From that total, there are

  • 457 artist names (with the EXACT spelling that can be found in MusicBrainz)
  • 2886 artists that can not be found

This is only the 14% of the total amount. However, there are some artist names that are not properly spelled, but are close to the original, in the databases (e.g., ‘DJ Mendez’ instead of ‘DJ Méndez’, or ‘Alvaro Henriquez’ instead of ‘Álvaro Henríquez’), and those should be considered as found artistsAlso, some of the artist have the same name with other artist, such as ‘Mito’. The Chilean ‘Mito’ appears as the third entry in MB, without an explicit country, only with a disambiguation (‘Chilean’).

After running the script again considering if the entry in the BDCH matches some of the aliases for each artist in MB, the numbers are a bit better:

  • 565 (17%) artists were recognized
  • 56 (2%) have CL as the country (2%)
  • 72 (2%) have another country as the country type
So, if we extract this last number of artists from the database, which are very likely to not be chilean, we end up with 493 recognized artists.

 

I’ve been also correcting the many inconsistencies of the BDCH: renaming artist with different spellings and entering accents for artists without them. I have done 25% of it (10^4 entries) and the new numbers I got are:

  • 3308 different artists
  • 551 artists were recognized (17% of the total)
    • 466 possibly Chilean (14%)
      • 56 Chilean (explicitly declared)
      • 410 undeclared country
      • 177 groups (38% of the recognized possibly Chilean artists)
      • 142 people (30% of the recognized possibly Chilean artists)
      • 147 undefined (32% of the recognized possibly Chilean artists)
    • 75 non-chilean artists (should be discarded from the database)

Our idea is to provide MB with a big file with all data in our database with the corresponding MBIDs for artist, title, and album (if any).

  • From the 551 recognized artists using the out_correct file, there are:
    •  9454 titles (out_BDMC_w_artist_MBID)

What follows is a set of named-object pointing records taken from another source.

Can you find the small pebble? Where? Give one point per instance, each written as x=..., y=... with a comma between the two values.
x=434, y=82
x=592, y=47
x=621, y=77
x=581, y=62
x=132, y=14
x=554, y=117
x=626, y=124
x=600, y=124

During the last days I’ve been trying to solve the following problem: for the Chilean artist Dogma there are 8 different entries with the same score (100):

Score Name Sort Name Type Begin End
100 Døgma Døgma
100 Dogma (German trance artist) Dogma
100 Dogma (portuguese band) Dogma Group 1996 2003
100 Dogma (Brazilian progressive rock band) Dogma Group 1996
100 Dogma (Swiss trance duo Robin Mandrysch & Guido Walter) Dogma Group
100 Dogma (goa trance duo Damir Ludvig & Goran Stetic) Dogma Group
100 Dogma (Chilean artist) Dogma
100 Dogma (Italo-dance artist) Dogma

It seems that I need to take a look to the disambiguation field and look for the ‘Chile’ word (or a derivative) to consider it as the artist we are looking for.